Taking a step back I am quite sure that most things in my life that I can control follow all those same adages. Most things I am involved in did not come from a pre-planned set of goals, but they almost all serve a central vision for life. I have learned in my 44-1/3 years so far that most things in my world are better with the influence of others that are experts in their way, or that know me well enough to give me honest feedback on how I might improve things. Once I decide to build something, I want to do it once, and do it right: taking hours and hours to create something that doesn't work well or to make a repair that can't hold does not suit me. And once I decide to jump in, it's with both feet - unfinished projects cloud the mind and the schedule, and make the satisfaction of moving on nearly impossible.
None of that, of course, is to say that it is easy, or even that I take my own advice all the time. Nope, I am routinely surprised (and sometimes frustrated) by the things I do, but I do hope to learn from each experience and carry that going forward. Life isn't lived on a shelf or on paper; it's lived by doing. The key in my view is to spend enough time planning and considering and sharing any idea first so that the act of doing is more effective, more present, and less prone to the erosion that time will inevitably bring to us all.
Some thoughts for you all on a Monday night as I reflect on progress so far on this deep staging installation.
In the past few nights, we cut in the switch to the existing track.
This process begins by selecting a location for the switch, and with an install like this that is not an easy question. It was moved back and forth a variety of times to find a location with acceptable curves to connect the diverging route of this #6 switch to the new trackage on the ramp.
And, of course, even once the location is determined, this is tough construction to do well. Here you can see how it is:
We have a fixed layer above, with wiring and lighting already installed, and the existing Island track below. It is amazing how many tools I used for this: Dremel with both cut-off disc and wire brush, putty knife, screwdrivers, drill, utility knife, adhesive caulk, pliers of several types, nippers of several sizes, bright boy eraser, several jeweler's files, just to name a few. It was a congested mess keeping things going! And after a few cuts from dealing with the sharp metal edges, I was ready to move on.

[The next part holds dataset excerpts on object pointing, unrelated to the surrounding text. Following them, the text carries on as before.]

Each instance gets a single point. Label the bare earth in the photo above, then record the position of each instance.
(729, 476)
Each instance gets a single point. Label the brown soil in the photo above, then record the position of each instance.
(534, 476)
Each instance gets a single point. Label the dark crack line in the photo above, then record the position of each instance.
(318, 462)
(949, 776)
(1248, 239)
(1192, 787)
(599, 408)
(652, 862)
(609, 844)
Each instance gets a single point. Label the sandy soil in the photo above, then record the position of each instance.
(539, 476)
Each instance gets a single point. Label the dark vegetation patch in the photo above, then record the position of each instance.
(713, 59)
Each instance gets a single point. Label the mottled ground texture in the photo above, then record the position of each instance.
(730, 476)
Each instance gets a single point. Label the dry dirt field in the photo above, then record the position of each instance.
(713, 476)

Again, measuring three times and cutting once, we were able to get all things set so that the track dropped into place perfectly. The flex track took some massaging but in the end the curves all measured out greater than 22" radius through this stretch which is enough to help things stay on the rail. Of course we would like wider radius, but that is simply not an option here. We will deal with sharp curves like the prototype does: by limiting speeds and which sorts of equipment are allowed down the hill. I spread the adhesive, and laid the track in the same manner as with the last post, but of course this was harder where we were under that top layer. Then all of the new install was weighted to allow it to cure and bond to the subroadbed.
You'll notice no cork or foam roadbed here: where clearances are critical, and where trackage is complicated, you need a minimal vertical cross section as well as a good firm bond. We have both and the results maximize clearance and rigidity, which was the goal. It comes at the expense of noise when trains roll through, but this is hidden trackage and noise is not a major concern.
While it cured, I had time then to install the Tortoise (by Circuitron) switch machines.
These went in better than expected given the location. I was glad to have made the holes bigger than advised, settling on 1/2" holes for the wire instead of 1/4". With no ballast going in down here, there is no concern about the hole being a bit larger and it will help guarantee mechanical reliability in a tight area.
Finally, we see the new track in place, with switches lined normal for now pending the wiring of the new switch machines and the full new control panel, which is currently under development. Once that is in place, I'll bring you up to date on the final pieces of getting this track in service!